NVIDIA Ada Lovelace GPU

The latest unofficial update comes from leaker @greymon55, who claims NVIDIA's next-gen GPU will offer "double performance" and "double power consumption" compared to Ampere. They also pose the question, "Can you take it?"

A valid question for sure, especially when the general expectation from transitioning to a smaller node is better power efficiency. However, graphics cards continue to pull more power from the outlet (and your power supply), and rumor also has it that next-gen GPUs that tap into the PCI Express 5.0 bus will adopt a new power connector capable of delivering 600W.

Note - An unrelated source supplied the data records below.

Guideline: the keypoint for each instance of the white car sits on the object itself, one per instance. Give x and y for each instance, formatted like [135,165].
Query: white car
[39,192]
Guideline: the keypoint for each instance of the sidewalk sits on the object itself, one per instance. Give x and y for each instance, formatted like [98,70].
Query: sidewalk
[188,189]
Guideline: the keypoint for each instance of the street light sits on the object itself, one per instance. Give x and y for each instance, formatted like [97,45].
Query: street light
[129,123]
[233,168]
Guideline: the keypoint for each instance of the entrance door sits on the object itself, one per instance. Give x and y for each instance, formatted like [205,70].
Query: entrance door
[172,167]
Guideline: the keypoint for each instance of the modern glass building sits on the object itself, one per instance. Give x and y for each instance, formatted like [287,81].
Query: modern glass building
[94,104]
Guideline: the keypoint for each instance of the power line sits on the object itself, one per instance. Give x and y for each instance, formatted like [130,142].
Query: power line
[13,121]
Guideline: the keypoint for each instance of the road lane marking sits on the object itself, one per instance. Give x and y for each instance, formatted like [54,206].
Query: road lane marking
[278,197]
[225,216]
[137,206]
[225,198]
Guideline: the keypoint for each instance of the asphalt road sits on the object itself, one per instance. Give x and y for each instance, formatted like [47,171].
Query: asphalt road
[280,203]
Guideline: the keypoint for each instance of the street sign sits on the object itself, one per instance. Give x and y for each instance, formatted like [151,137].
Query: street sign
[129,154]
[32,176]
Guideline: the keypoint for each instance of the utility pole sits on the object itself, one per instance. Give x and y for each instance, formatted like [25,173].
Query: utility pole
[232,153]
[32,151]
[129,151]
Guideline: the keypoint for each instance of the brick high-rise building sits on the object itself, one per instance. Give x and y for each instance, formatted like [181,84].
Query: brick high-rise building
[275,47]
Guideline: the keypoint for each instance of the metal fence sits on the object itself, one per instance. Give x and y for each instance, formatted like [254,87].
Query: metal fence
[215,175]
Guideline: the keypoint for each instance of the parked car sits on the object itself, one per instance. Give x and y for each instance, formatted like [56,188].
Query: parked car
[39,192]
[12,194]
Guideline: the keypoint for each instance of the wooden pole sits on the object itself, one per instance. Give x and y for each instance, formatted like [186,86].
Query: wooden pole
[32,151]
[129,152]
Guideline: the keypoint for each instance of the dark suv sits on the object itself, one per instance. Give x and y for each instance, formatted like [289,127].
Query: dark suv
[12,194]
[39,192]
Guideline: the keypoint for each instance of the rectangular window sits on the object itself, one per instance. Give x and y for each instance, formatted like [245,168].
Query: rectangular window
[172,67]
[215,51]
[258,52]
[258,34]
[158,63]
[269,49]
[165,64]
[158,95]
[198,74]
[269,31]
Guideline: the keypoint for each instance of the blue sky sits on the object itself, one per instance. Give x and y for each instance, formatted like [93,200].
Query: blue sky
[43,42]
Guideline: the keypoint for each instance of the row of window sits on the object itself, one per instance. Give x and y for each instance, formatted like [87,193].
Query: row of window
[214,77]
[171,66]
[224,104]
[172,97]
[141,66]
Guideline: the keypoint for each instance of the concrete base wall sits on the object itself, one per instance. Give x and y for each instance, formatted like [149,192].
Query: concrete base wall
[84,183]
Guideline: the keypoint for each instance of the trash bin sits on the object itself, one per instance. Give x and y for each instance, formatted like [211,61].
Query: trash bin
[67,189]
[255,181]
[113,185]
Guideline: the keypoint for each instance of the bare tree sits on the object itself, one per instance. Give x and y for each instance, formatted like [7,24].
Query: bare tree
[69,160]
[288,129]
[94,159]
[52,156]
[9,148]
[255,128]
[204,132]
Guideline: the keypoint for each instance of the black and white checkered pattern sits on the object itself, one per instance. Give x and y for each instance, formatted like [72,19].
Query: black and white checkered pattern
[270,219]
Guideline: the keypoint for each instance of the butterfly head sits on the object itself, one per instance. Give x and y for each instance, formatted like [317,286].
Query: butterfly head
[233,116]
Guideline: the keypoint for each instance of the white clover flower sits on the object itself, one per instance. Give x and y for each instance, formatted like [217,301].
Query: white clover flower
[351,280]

It's not necessarily a matter of being wasteful with resources, though. Yet another rumor suggests NVIDIA's next-gen AD102 GPU will manifest with up to 18,423 CUDA cores in the GeForce RTX 4090. That's a nearly 76 percent increase in the number of CUDA cores. Combined with whatever architectural gains Ada Lovelace delivers over Ampere, it's easy to make the speculative leap that it could indeed be twice as powerful, while consuming quite a bit more power. We'll see.